Para o advogado Lourival J. Santos não resta dúvidas que é inconstitucional o Projeto de Lei Complementar 79/04, aprovado pelo Congresso Nacional e submetido à apreciação do presidente Luis Inácio Lula da Silva para sanção. Santos é o autor do parecer sobre a matéria encaminhado ao presidente pela Associação Nacional de Jornais e Revistas, Associação Brasileira de Radio e TV e outras entidades patronais de comunicação. O presidente tem até o dia 28 de julho para sancionar ou vetar o projeto.

O Projeto de Lei reforça a regulamentação da profissão de jornalista já prevista no Decreto-Lei 972 de 1969. Prevê como premissa para o exercício da profissão a obrigatoriedade do diploma em curso superior de jornalismo. Além disso, relaciona as funções privativas dos profissionais habilitados. Às 11 funções previstas originalmente no decreto editado pelo regime militar, o novo projeto acrescenta outras 12.

O parecer sustenta que a nova Lei de Direito de Autor qualifica o trabalho jornalístico como obra intelectual protegida. Por esta razão a livre difusão da produção jornalística não poderá ser impedida pela ausência de um diploma, por força do que dispõe o inciso IX do artigo 5º da Constituição. Lourival Santos sustenta ainda que, a prevalecer o novo texto, o diploma de jornalista “funcionaria como salvo-conduto para a expressão cultural de qualquer natureza”.

Leia a integra do Parecer

OPINIÃO LEGAL SOBRE A INCONSTITUCIONALIDADE DO PROJETO DE LEI COMPLEMENTAR Nº 079/04

“As leis inconstitucionais não são leis.

O ato legislativo é o querer expresso da

legislatura, ao passo que a

Constituição é o querer expresso do

povo. A este cabe a supremacia. Se o

ato legislativo o contradiz, írrito será:

não é lei”. (Rui Barbosa, “Obras

Completas”, Vol. XXIV, Tomo III,

Edarte São Paulo, p. 53).

CONSIDERAÇÕES PREAMBULARES

Encontra-se nas mãos do Presidente da República, para apreciação, o Projeto de Lei Complementar n° 079/04, cujo objetivo é a regulamentação da profissão de jornalista. O texto em questão previu, como premissa básica, a obrigatoriedade do diploma de jornalista para o exercício das funções nele relacionadas, com o que seguiu o Decreto-Lei n° 972/69, regulamentado pelo Decreto n° 83.284/79, além de ampliar, sobremaneira, em relação a estes dois últimos textos legais, o rol das funções que pretende sejam privativas do profissional de jornalismo.

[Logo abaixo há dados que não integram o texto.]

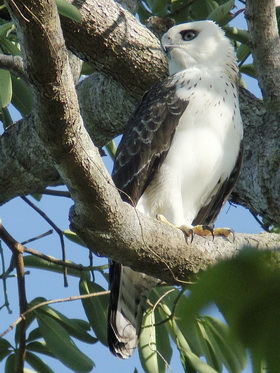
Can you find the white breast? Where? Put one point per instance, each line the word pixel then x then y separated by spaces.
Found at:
pixel 204 150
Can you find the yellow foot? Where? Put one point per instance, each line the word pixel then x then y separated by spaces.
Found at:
pixel 200 230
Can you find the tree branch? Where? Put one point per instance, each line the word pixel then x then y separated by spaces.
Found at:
pixel 105 223
pixel 17 250
pixel 265 45
pixel 13 64
pixel 116 43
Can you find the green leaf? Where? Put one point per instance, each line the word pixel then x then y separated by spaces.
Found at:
pixel 34 334
pixel 95 309
pixel 61 345
pixel 68 10
pixel 154 344
pixel 6 117
pixel 36 363
pixel 190 361
pixel 194 334
pixel 249 302
pixel 227 349
pixel 221 14
pixel 73 237
pixel 40 347
pixel 70 325
pixel 6 28
pixel 5 88
pixel 5 348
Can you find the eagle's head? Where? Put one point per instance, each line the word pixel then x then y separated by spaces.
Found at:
pixel 200 44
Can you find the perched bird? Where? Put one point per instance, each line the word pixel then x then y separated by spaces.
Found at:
pixel 179 157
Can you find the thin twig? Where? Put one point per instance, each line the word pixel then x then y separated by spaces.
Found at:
pixel 4 278
pixel 69 299
pixel 17 250
pixel 58 231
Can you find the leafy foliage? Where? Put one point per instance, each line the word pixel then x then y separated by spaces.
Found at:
pixel 246 289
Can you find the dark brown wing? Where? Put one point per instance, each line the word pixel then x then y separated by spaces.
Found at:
pixel 147 139
pixel 209 213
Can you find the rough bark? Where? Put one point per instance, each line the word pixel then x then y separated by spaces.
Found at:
pixel 265 44
pixel 108 225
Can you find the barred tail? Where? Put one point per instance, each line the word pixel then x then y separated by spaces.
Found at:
pixel 129 291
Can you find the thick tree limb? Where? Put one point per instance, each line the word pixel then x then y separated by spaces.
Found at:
pixel 116 43
pixel 265 44
pixel 109 226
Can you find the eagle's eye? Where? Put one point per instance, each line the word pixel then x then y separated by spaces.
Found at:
pixel 188 35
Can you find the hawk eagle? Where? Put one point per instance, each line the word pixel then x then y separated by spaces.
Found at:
pixel 179 157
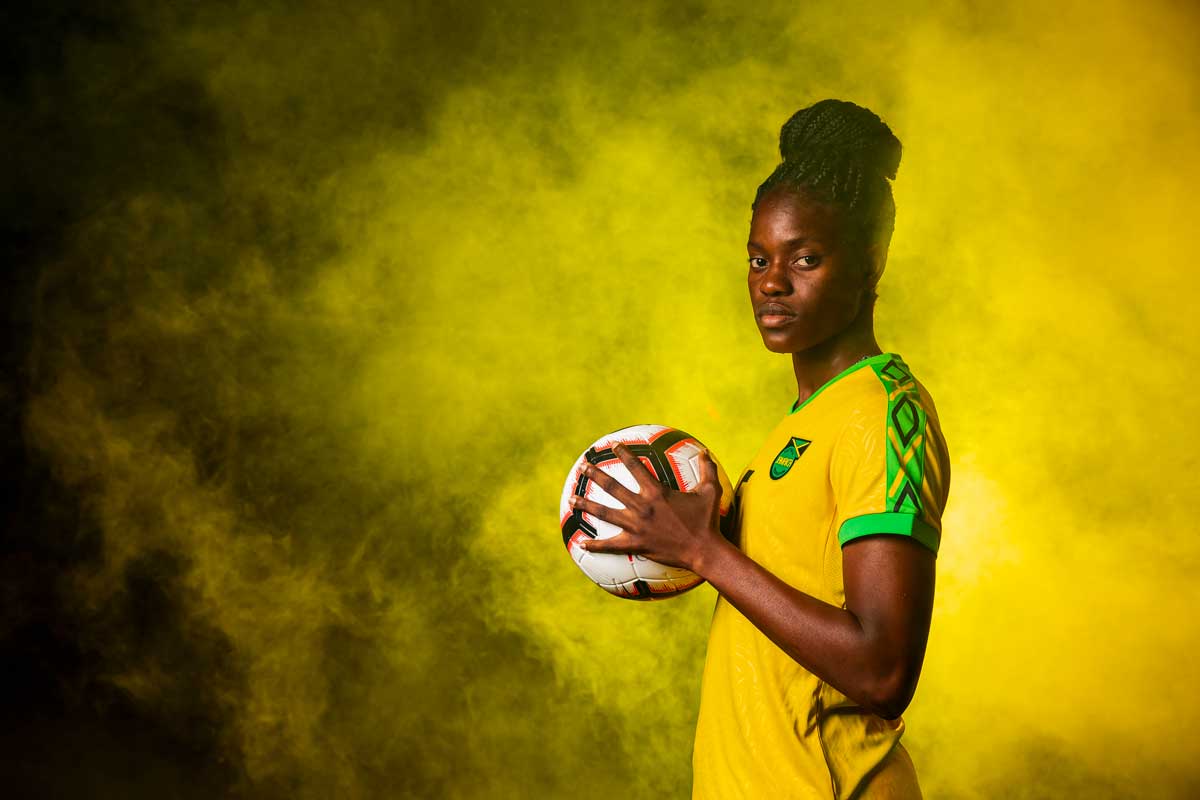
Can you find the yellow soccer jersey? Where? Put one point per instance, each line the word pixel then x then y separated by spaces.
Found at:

Tanto pela exigência do diploma, quanto pela invasão preconizada em áreas e atividades sociais que jamais poderão ser controladas por reservas instituídas por imposições legais autocráticas como a pretendida, o projeto agride frontalmente o Texto Constitucional em vigor e discrepa dos valores básicos e fundamentais constitutivos do Estado Democrático de Direito, como adiante será explanado.

INCONSTITUCIONALIDADES QUE IMPÕEM O VETO TOTAL DO PROJETO Nº 79/04

I- Harmonia e independência entre os Poderes — O projeto deverá ser vetado, integralmente, com fundamento nos artigos 2° e 102, § 2° da C.F., porquanto tramitam no Judiciário mais de uma ação judicial discutindo a inconstitucionalidade da obrigatoriedade do diploma de jornalista para o exercício da função. Uma das ações, que tem a natureza de Ação Civil Pública, foi proposta pelo Ministério Público Federal e encontra-se em grau de Recurso Extraordinário remetido, em 06/07/2006, Guia n° 2006144718, ao Supremo Tribunal Federal.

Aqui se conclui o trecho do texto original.